"Maybe not," Toffee said, "but what about your conscience?"
"Conscience?" the congressman said uncertainly.
"The term is unfamiliar to you?" Toffee said. "I'm not surprised. Let me try to explain it to you. A guilty conscience can play awful tricks on people." She eyed the congressman closely. "It can even make you think you're seeing things, for instance."
The congressman's eyes widened with an awful fear. "See—see things?" he quavered. "What kind of things do you mean?"

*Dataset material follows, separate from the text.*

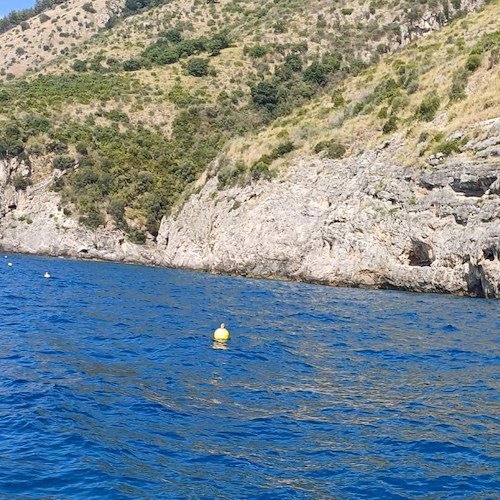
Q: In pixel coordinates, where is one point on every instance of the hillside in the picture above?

"Well," Toffee said reflectively, "say a man is responsible for another man's murder. If his conscience gets ahold of him he may begin to see that man as still alive. He may even see two such men, just alike. In really bad cases the subject is likely to imagine one of the men in a state of mutilation, say cut in half. Of course, that's pretty extreme."
The congressman glanced compulsively in George's direction and turned ashen. George, still at half mast, stared back at him with fixed blankness. The congressman groaned.
"Then there's the very worst sort of conscience," Toffee went on. "That's when everything gets mixed up. Through a close study of recorded cases, we find that the first attack commonly occurs when the criminal is confronted with his crimes, usually publicly, as in a court of law."
"H—how do you mean?" the congressman whispered. "Whu—what happens?"
"Well, everything begins to appear to be just the opposite of what it really is. There is a famous English case in which the victim was so far gone that he actually believed that the magistrate on the bench had become a beautiful girl. He described the illusion, I believe, as a gorgeous redhead with an exquisite figure and legs too perfect to be true." Toffee laughed gaily. "Can you imagine anyone getting themselves looped up to that extent?"
The congressman forced a laugh that had all the light-hearted spontaneity of a coffin lid being pried up at midnight. "That boy was really gone, wasn't he—your honor?"